Doing the same thing using (say) a stream reader and only pulling the first 30 bytes is a huge effort.
It is still fewer lines of text than your post:
Param($Path);
Platform names for executables the script has been tested with
https://github.com/bminor/binutils-gdb/blob/master/include/coff/pe.h
$platforms = @{
0x014c = "Intel i386" # PuTTY website
0x0166 = "MIPS R4000" # WinNT 4.0 Server.iso; windowsce1.0
0x0184 = "Alpha AXP" # WinNT 4.0 Server.iso
0x01a2 = "Hitachi SH3 (WinCE)" # archive.org windowsce1.0
0x01c0 = "ARMv4 (WinCE)" # archive.org windows-ce-programs
0x01c2 = "ARMv4 Thumb (WinCE)" # archive.org windows-ce-programs
0x01c4 = "ARM 32-bit WinNT" # PuTTY website
0x01f0 = "PowerPC" # WinNT 4.0 Server.iso
0x0200 = "Itanium (IA64)" # some random Win2003 updates
0x8664 = "AMD64 (x86_64)" # regular Windows
0xaa64 = "ARM64 (AArch64)" # PuTTY website
}
$ltoh16 = if ([BitConverter]::IsLittleEndian) { 0..1 } else { 1..0 }
$ltoh32 = if ([BitConverter]::IsLittleEndian) { 0..3 } else { 3..0 }
$rd = [IO.FileStream]::new($Path, [IO.FileMode]::Open, [IO.FileAccess]::Read)
$buf = [byte[]]::new(4)
$null = $rd.Read($buf, 0, 4)
if ([BitConverter]::ToUInt16($buf[$ltoh16], 0) -eq 0x5a4d) {
echo "Found MZ header"
$null = $rd.Seek(0x3C, [IO.SeekOrigin]::Begin)
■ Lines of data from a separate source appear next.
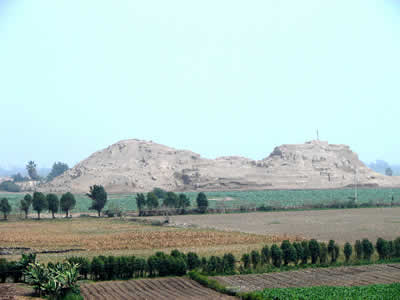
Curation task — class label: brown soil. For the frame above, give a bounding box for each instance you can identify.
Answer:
[81,278,236,300]
[214,264,400,292]
[153,207,400,244]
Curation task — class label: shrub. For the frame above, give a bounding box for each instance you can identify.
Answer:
[393,237,400,257]
[301,241,311,265]
[361,239,374,260]
[250,250,260,268]
[187,252,201,270]
[293,242,304,265]
[319,243,329,264]
[261,245,270,265]
[222,253,236,274]
[0,258,8,283]
[271,244,282,268]
[207,256,218,274]
[241,253,250,269]
[376,238,390,259]
[328,240,335,263]
[354,240,363,260]
[343,242,353,263]
[25,262,79,299]
[196,192,208,214]
[308,239,320,264]
[0,180,21,193]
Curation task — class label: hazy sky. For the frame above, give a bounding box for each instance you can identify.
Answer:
[0,0,400,166]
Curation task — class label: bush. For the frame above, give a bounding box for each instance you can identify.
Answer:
[271,244,282,268]
[0,258,9,283]
[186,252,201,270]
[354,240,363,260]
[261,245,270,265]
[393,237,400,257]
[308,239,320,264]
[241,253,251,269]
[361,239,374,260]
[0,180,21,193]
[343,242,353,263]
[222,253,236,274]
[25,262,79,299]
[250,250,260,269]
[319,243,329,264]
[301,241,311,265]
[293,242,304,265]
[376,238,390,259]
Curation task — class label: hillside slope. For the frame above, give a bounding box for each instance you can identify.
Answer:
[41,139,400,193]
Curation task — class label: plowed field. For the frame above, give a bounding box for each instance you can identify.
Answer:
[213,264,400,292]
[81,278,236,300]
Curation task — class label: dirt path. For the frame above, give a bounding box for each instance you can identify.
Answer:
[81,277,236,300]
[213,264,400,292]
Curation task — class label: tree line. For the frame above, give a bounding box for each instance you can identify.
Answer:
[136,188,208,216]
[0,185,107,220]
[0,237,400,282]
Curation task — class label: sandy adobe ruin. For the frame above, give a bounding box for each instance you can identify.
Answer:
[41,139,400,193]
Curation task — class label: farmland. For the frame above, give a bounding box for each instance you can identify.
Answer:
[81,278,236,300]
[214,264,400,292]
[0,218,285,262]
[0,189,400,213]
[250,283,400,300]
[151,207,400,244]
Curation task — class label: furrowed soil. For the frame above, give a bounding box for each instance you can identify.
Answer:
[0,218,285,262]
[81,277,237,300]
[146,207,400,244]
[213,264,400,292]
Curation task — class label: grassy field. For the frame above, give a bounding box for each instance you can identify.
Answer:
[0,189,400,213]
[149,207,400,244]
[0,217,286,261]
[250,283,400,300]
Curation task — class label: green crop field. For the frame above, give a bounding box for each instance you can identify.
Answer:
[0,189,400,213]
[253,283,400,300]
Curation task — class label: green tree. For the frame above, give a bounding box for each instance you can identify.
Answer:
[187,252,201,270]
[196,192,208,214]
[19,194,32,219]
[60,192,76,218]
[301,241,311,265]
[0,180,21,193]
[86,185,107,217]
[163,192,179,207]
[361,239,374,260]
[250,250,260,269]
[222,253,236,274]
[343,242,353,263]
[26,160,40,180]
[241,253,251,269]
[319,243,329,264]
[271,244,282,268]
[32,192,47,220]
[308,239,320,264]
[376,238,389,259]
[178,194,190,214]
[47,162,69,181]
[146,192,159,210]
[136,193,146,216]
[46,194,60,219]
[152,187,167,199]
[261,245,270,265]
[0,198,11,220]
[293,242,304,265]
[354,240,363,260]
[328,240,335,263]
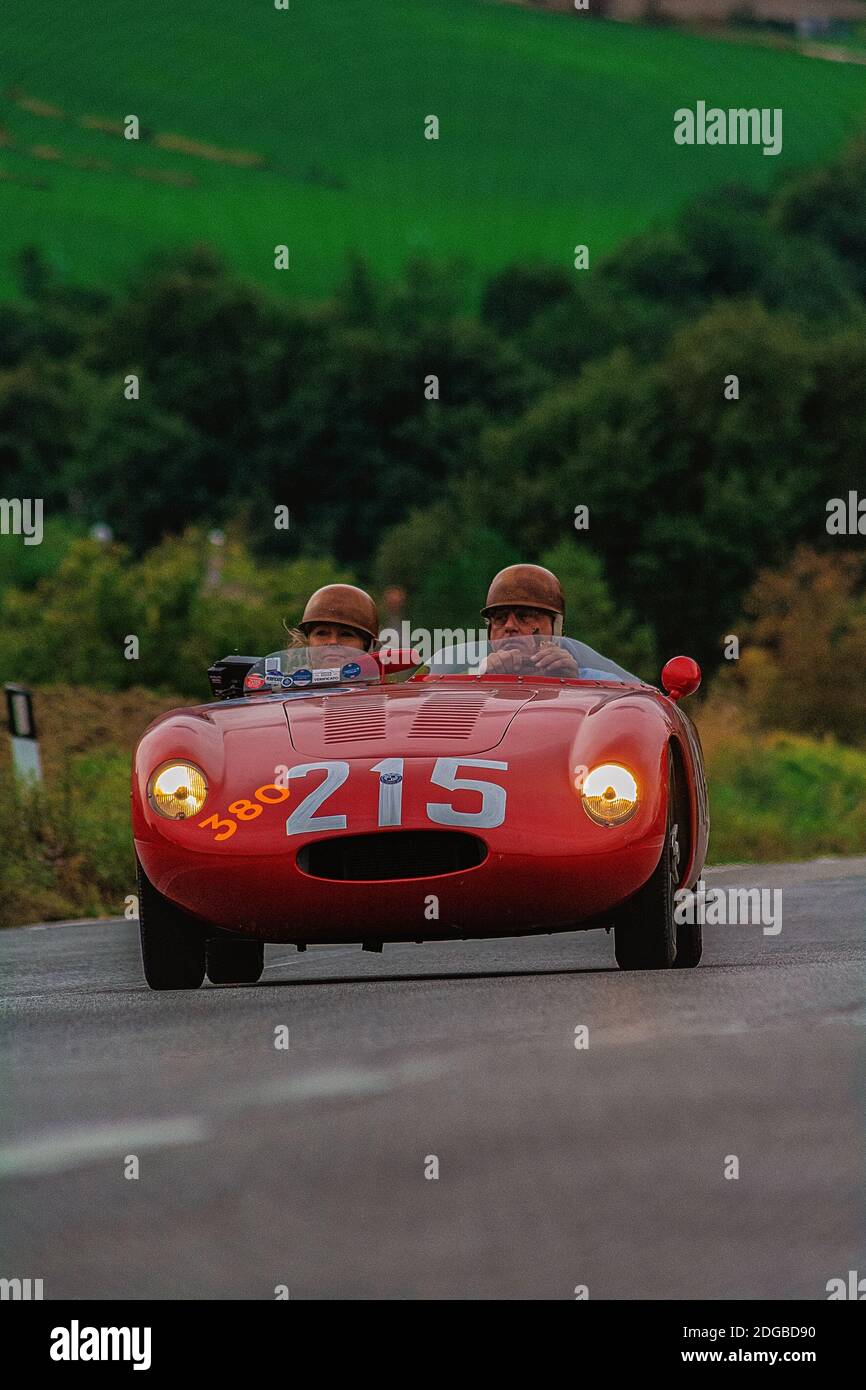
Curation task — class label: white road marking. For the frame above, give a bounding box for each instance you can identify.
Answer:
[0,1059,448,1179]
[0,1115,209,1177]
$null = $rd.Read($buf, 0, 4)
$pe_offset = [BitConverter]::ToUInt32($buf[$ltoh32], 0)
echo "MZ header indicates PE offset @ $pe_offset"
# refill buffer from the new location, then fall through
$null = $rd.Seek($pe_offset, [IO.SeekOrigin]::Begin)
$null = $rd.Read($buf, 0, 4)
} else {
# no MZ header; fall through to checking for PE header
}
if ([BitConverter]::ToUInt32($buf[$ltoh32], 0) -eq 0x00004550) {
echo "Found PE header"
$null = $rd.Read($buf, 0, 2)
$platform_id = [BitConverter]::ToUInt16($buf[$ltoh16], 0)
$platform_name = $platforms[[int] $platform_id]
if (-not $platform_name) {
$platform_name = "Unknown 0x{0:X4}" -f $platform_id
}
echo "Platform is $platform_name"
} else {
echo "Not a PE file"
}
$rd.Dispose()
For building a test suite, Arm64 and Arm32 executables can be downloaded e.g. from the PuTTY website, while MIPS, Alpha, and PowerPC executables can be found in a Windows NT 4.0 .iso that you can get from Archive.org or WinWorldPC (the CD has files for all four platforms); IA64 .exe's can be found among Windows 2003 updates in various random Microsoft download archives.
The location of the PE header is inconsistent across platforms (and even across executables), which is not great when the whole point of the code is to ascertain what the platform type is.
No, it is very consistent: if an MZ header is present, then the PE header is always located at the offset read from 0x3C, without any variation between architectures; and if the MZ header isn't present then the PE header starts at 0x0 (which I think would be the case for .obj compiler output before linking).